I recently needed to process a large text file (25GB). The file was basically a "csv" file, containing many rows of delimited data fields. For various reasons it was easier for me to process the file in smaller chunks, like maybe 5GB chunks. I was about to write a C# or Python script to split up the file, but then I decided to search for an existing solution. Here is what I found.
Most Linux distributions contain two handy utilities:
However these commands don't work directly on Windows, so you need a Linux environment or a Linux-like environment to run the commands.
Using Ubuntu on Windows Subsystem for Linux (WSL) is certainly an option, but this seemed like a bit more overhead than I was in the mood for, as it required me to run Ubuntu, remember the commands to change directory to my local windows directory (note: cd /
then cd /mnt/c/data
) etc. In hindsight not a bit deal, but I wanted something quick!
I've been using Git quite a bit lately for a couple of projects, so when I was searched for solution for to the above problem a stackoverflow link indicated that the commands could just be ran in "Git Bash", which was new to me.
Atlassian defines Git Bash as the following: "Git Bash is an application for Microsoft Windows environments which provides an emulation layer for a Git command line experience. Bash is an acronym for Bourne Again Shell. A shell is a terminal application used to interface with an operating system through written commands. Bash is a popular default shell on Linux and macOS. Git Bash is a package that installs Bash, some common bash utilities, and Git on a Windows operating system."
So while this isn't a full Linux environment like running Ubuntu in WSL, it's a way to run some of the common Linux utilities on Windows.
With Git installed, just enter "Git Bash" in the Windows 10/11 search bar and select the Git Bash App.
An application that looks like the command prompt utility will open, providing access to the Bash shell and utilities.
I downloaded a quick text file for the purposes of this article: sample-text-file.txt
I first ran this command to see how many lines were in the file:
wc -l < sample-text-file.txt
There are 3 lines in the sample. My 25GB file had 83 million lines. Note that since the last line of the sample file doesn't end in a line feed character, wc only counts 3 lines.

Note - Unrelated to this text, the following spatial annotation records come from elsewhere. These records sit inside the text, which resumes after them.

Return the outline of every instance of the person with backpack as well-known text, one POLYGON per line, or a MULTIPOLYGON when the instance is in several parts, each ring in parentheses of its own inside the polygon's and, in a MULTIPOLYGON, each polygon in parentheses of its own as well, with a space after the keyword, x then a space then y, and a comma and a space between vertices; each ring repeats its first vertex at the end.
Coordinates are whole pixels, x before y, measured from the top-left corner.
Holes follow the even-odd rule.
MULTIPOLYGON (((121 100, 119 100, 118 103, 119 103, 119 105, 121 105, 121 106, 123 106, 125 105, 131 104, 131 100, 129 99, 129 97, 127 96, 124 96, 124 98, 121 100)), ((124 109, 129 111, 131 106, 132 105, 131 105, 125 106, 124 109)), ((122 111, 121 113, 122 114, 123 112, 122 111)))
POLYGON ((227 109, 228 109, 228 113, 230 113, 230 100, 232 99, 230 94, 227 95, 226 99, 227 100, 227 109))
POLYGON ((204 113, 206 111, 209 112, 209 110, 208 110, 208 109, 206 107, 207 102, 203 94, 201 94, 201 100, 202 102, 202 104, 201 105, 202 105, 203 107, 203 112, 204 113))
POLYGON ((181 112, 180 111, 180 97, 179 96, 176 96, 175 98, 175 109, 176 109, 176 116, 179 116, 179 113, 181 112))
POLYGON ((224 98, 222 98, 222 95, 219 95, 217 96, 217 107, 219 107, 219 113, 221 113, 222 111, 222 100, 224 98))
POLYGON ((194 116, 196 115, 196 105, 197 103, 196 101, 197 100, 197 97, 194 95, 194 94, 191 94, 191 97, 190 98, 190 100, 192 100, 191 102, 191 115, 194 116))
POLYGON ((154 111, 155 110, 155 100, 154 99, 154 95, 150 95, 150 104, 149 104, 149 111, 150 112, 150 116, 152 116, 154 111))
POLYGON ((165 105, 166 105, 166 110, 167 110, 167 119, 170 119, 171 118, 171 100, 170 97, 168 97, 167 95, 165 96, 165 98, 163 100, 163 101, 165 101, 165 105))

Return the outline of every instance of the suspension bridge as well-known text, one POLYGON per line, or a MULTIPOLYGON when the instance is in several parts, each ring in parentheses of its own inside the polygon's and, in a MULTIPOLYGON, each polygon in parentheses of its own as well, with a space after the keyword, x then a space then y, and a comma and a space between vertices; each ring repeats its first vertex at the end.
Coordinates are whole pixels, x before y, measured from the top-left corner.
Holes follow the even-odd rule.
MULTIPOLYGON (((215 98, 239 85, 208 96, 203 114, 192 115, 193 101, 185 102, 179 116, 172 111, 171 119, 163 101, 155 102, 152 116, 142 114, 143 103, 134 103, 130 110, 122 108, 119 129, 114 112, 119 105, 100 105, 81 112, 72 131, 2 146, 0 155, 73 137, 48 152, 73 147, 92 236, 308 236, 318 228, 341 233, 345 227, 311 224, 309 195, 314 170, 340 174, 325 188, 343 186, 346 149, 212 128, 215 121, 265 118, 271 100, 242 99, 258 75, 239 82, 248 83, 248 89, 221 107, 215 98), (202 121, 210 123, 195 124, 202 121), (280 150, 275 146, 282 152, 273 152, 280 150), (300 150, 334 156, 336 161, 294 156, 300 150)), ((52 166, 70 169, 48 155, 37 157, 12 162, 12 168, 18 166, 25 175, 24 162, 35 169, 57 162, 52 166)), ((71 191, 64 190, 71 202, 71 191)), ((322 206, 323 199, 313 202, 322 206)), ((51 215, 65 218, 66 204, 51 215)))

Let's split the sample file into 1 line chunks using the following command:
split sample-text-file.txt -l 1
The result is 4 new text files in the same directory as the sample file name "xaa", "xab", xac", and "xad" each containing 1 line from the sample file. I split my 25 GB file in 15 million line chunks, which resulted in 6 files each approximately 4.5GB in size.
Git Bash is a quick way to get access to the Bash shell and many common Linux utilities such as wc and split. This is especially handy if you don't have Windows Subsystem for Linux (WSL) installed.